Awards
- Bicentennial Medal - 2020
- Chancellor and Provost Medallion - 2020
- IU Bloomington Provost's Medal
- Titled Professor - 2007
- Allen D. and Polly S. Grimshaw Professor of Sociology
Professor Pavalko received her B.A. from Guilford College and her M.A. and PhD from Florida State University. After three years as a Postdoctoral Fellow and Research Associate at the Carolina Population Center at the University of North Carolina at Chapel Hill, she joined the faculty at Indiana University in 1991. Pavalko's research agenda is framed by an interest in how individuals move through adulthood and how pathways of work, family and health across adulthood intersect with historical change. One core area of research has focused on the relationship between women's labor force participation, family demands and health, examining how women's paid and unpaid careers (including housework and caregiving) affect their physical and emotional health, but also how those careers may themselves be shaped by health.

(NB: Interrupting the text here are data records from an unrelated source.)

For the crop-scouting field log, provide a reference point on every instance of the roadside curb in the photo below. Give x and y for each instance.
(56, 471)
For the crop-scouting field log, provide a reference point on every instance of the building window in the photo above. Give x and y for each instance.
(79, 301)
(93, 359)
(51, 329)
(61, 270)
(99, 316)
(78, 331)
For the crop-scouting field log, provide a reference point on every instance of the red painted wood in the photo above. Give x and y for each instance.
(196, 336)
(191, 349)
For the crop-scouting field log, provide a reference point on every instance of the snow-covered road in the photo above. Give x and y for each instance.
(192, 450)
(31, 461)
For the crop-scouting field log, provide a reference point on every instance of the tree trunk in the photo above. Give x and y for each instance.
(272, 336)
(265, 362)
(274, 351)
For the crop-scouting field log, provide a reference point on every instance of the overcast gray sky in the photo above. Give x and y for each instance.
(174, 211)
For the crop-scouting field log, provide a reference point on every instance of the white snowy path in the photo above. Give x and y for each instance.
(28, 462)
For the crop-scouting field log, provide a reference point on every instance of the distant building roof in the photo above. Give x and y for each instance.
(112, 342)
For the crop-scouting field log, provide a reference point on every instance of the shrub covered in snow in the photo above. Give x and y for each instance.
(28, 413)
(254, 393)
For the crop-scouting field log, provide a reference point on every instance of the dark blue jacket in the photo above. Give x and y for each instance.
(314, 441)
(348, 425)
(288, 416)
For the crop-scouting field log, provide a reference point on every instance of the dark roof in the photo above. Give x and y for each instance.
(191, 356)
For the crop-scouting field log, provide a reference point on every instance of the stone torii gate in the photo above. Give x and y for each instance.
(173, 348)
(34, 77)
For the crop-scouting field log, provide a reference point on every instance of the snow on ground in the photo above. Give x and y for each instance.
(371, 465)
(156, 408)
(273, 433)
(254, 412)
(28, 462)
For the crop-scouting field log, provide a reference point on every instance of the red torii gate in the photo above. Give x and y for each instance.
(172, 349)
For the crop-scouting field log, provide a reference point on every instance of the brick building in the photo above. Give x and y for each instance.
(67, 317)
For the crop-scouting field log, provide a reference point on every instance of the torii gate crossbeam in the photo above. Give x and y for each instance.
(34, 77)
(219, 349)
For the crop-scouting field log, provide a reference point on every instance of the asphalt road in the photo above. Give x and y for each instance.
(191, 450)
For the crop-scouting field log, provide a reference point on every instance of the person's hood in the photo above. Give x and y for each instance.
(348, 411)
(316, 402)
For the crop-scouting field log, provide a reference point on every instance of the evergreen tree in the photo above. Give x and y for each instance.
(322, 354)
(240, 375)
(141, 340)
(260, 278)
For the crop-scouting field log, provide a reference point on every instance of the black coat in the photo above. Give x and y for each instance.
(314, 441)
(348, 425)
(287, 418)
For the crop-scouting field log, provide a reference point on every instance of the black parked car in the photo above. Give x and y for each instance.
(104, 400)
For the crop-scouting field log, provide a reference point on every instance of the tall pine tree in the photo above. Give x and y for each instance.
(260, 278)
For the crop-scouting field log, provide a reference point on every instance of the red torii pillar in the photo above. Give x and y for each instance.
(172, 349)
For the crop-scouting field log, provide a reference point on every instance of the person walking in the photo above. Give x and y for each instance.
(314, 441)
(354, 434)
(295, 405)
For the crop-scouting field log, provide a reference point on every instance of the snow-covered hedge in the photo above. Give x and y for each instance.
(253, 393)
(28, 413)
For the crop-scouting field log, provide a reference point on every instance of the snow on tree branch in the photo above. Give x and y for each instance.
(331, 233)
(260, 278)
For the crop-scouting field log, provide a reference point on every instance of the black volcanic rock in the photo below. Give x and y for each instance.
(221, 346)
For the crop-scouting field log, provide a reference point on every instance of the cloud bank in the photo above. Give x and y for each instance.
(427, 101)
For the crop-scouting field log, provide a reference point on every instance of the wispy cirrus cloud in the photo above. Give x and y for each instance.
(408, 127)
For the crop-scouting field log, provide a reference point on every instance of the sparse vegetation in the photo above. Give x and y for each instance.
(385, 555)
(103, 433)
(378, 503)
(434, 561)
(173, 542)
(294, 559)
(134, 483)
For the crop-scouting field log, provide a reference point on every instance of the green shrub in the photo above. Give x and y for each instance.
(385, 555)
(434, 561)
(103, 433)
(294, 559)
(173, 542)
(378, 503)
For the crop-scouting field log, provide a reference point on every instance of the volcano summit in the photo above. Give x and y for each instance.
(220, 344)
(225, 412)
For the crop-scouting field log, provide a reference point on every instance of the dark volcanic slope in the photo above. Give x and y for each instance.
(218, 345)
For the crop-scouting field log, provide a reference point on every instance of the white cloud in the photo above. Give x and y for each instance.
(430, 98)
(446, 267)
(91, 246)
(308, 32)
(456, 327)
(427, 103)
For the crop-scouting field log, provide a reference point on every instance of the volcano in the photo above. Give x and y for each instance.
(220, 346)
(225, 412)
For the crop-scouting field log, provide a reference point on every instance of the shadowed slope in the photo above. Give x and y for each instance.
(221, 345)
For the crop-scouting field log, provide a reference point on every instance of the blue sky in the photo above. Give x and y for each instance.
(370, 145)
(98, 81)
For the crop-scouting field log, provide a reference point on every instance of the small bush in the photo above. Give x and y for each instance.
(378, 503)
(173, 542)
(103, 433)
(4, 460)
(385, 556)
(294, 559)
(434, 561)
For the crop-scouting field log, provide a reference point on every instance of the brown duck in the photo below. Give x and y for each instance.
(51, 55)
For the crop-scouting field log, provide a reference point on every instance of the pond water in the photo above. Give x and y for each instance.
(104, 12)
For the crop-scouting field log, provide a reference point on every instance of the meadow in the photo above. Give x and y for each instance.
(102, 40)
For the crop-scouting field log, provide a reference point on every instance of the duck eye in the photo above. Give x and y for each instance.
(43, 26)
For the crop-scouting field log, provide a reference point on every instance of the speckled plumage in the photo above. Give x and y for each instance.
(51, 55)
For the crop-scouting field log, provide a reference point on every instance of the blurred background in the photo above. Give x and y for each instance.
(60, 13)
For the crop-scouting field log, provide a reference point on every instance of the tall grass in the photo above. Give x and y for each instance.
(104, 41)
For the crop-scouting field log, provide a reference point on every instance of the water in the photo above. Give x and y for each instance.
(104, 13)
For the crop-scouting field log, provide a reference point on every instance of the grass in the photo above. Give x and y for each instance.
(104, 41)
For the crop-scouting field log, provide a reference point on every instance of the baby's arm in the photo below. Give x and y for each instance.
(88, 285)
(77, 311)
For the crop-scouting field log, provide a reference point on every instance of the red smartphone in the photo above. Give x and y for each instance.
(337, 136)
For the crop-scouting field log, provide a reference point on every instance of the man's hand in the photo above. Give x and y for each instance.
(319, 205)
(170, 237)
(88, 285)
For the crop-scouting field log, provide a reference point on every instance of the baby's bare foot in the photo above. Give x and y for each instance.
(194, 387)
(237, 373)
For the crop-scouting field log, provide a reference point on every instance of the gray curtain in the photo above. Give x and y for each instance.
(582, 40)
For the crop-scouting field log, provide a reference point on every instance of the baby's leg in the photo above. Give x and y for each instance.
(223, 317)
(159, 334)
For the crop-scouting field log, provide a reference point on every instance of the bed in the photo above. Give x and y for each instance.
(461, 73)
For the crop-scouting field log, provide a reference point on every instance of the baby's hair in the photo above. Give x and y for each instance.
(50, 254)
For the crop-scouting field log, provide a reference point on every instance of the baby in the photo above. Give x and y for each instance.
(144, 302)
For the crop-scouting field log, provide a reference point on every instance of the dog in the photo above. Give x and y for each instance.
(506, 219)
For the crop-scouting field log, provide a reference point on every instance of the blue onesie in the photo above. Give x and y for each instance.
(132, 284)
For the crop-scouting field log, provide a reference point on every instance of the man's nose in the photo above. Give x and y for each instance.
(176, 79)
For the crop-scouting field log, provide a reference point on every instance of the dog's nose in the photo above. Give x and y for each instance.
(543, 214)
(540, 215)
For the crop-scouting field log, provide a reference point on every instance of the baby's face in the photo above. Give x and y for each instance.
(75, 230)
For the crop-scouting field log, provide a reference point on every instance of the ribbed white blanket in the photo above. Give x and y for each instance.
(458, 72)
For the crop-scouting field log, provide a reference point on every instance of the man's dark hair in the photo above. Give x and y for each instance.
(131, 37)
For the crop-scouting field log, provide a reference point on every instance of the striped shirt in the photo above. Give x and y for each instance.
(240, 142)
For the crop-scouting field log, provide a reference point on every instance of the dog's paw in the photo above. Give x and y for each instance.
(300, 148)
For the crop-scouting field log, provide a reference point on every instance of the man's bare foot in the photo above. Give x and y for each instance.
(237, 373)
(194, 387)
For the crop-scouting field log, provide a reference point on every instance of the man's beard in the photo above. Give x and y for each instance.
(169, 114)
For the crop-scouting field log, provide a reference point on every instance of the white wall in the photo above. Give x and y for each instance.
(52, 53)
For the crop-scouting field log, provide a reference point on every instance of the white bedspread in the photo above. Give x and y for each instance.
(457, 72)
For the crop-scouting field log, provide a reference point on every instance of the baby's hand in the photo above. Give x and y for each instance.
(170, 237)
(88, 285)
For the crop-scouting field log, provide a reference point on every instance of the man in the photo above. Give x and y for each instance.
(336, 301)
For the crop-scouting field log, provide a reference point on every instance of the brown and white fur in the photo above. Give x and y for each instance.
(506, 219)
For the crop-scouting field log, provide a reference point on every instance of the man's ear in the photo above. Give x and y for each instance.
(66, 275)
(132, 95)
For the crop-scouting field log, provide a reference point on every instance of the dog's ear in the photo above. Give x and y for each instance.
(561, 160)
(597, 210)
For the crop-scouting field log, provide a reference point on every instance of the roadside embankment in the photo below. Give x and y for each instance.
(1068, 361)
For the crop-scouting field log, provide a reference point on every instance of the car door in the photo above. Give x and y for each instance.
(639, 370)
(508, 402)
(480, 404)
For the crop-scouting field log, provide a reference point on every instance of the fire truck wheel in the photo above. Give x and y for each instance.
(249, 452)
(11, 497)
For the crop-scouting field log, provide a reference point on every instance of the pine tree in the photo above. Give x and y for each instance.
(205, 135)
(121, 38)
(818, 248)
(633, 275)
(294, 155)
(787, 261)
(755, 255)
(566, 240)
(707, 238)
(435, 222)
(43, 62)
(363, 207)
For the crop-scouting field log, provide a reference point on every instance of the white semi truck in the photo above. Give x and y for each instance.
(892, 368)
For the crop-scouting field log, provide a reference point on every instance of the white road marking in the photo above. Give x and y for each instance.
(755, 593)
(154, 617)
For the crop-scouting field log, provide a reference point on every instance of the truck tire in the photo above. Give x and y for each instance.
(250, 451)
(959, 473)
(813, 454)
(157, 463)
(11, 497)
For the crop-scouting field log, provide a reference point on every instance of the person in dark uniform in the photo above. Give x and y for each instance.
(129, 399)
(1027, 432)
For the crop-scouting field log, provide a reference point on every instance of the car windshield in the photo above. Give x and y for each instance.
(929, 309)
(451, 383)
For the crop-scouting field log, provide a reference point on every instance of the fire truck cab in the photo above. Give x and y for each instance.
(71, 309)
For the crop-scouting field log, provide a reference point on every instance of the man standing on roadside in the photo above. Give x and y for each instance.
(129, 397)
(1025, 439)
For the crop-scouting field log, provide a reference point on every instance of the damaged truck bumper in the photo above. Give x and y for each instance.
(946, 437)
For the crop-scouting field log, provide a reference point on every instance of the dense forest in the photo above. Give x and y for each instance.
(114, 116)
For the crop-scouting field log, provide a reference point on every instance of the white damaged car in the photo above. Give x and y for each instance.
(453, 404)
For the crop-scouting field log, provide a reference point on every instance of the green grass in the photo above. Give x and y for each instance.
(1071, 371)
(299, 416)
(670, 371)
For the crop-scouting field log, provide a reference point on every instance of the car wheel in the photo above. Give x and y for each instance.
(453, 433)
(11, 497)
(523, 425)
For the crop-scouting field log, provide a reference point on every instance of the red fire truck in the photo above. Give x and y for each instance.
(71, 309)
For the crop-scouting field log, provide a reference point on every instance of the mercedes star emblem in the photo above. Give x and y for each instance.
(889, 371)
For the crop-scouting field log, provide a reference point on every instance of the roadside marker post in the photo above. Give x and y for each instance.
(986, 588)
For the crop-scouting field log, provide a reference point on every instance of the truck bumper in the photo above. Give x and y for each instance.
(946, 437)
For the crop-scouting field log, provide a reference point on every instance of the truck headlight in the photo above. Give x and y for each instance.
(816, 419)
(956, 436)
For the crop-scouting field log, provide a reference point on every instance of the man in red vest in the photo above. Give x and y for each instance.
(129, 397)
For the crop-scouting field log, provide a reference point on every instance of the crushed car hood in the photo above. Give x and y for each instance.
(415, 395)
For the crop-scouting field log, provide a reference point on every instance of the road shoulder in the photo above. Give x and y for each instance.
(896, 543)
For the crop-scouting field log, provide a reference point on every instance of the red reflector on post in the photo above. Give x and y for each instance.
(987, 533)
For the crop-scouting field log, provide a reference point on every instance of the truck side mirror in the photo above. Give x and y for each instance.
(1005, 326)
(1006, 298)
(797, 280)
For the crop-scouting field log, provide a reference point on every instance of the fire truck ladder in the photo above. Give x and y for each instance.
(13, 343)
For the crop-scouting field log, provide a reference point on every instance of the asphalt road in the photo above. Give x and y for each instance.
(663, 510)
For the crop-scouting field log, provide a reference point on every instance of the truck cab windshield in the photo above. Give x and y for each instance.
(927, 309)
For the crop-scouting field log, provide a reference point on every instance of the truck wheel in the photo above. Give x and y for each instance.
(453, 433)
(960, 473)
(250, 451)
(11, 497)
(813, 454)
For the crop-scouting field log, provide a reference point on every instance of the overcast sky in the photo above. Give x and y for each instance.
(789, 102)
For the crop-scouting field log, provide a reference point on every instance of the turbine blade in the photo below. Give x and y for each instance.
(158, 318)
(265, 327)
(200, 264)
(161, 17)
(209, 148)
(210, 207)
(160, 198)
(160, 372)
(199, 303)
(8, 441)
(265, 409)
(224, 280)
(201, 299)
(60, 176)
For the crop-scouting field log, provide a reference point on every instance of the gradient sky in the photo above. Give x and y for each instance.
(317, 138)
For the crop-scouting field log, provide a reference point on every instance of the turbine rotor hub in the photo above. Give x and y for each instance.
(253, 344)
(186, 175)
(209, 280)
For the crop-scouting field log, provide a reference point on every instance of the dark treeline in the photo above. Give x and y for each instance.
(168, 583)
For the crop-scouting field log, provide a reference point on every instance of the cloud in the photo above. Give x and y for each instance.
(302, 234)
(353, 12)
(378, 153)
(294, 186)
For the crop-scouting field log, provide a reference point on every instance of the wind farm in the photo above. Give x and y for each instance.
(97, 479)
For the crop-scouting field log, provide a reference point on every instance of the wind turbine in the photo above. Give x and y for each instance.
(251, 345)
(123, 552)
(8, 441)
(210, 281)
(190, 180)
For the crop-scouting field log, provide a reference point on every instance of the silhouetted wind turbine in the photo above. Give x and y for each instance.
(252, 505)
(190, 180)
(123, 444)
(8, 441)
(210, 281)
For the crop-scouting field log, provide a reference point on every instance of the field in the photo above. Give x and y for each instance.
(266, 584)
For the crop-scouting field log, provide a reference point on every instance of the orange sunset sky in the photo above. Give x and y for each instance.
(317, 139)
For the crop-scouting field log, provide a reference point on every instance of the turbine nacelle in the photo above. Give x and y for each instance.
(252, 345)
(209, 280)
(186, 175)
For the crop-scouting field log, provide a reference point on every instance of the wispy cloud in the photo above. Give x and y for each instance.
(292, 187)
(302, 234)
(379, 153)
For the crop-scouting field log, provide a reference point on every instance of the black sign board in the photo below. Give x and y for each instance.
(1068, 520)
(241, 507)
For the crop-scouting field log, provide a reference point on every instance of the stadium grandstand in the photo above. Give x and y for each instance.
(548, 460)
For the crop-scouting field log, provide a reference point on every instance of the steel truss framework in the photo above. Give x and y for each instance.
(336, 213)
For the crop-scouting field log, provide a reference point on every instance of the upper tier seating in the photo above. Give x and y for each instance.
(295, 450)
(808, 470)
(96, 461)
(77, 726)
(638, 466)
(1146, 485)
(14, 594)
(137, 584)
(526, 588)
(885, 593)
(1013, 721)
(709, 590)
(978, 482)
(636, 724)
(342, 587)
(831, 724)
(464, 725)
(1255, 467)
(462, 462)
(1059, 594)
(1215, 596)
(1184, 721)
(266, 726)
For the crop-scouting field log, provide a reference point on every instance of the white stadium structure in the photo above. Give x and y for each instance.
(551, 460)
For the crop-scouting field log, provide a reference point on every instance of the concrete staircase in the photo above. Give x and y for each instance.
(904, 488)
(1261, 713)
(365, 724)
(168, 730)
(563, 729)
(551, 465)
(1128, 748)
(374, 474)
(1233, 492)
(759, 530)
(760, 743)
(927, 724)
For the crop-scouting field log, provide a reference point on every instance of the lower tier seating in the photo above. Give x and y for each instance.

Because of the dramatic historical change in women's paid and unpaid family work, more recently, she has begun to examine whether relationships between women's paid work, unpaid family work and health vary across birth cohorts of U.S. women. A second, but related area of interest examines how institutional policies, such as mental health care and work-family policies in the workplace influence health and well-being. Professor Pavalko is currently serving as the editor of The Journal of Health and Social Behavior and her work has been funded by the National Institute on Aging, National Institute of Mental Health, and the National Science Foundation. She has published widely in sociology, medical sociology and aging journals including American Journal of Sociology, Journal of Health and Social Behavior, Journal of Gerontology: Social Sciences, Medical Care and Psychiatry. From 2001-2004 she served as the Director of Graduate Studies in Sociology and is the incoming chair for the Section on Aging and the Life Course for the American Sociological Association. In addition, she has received several departmental teaching honors, including a Trustees Teaching Award and the Graduate Student Mentor Award.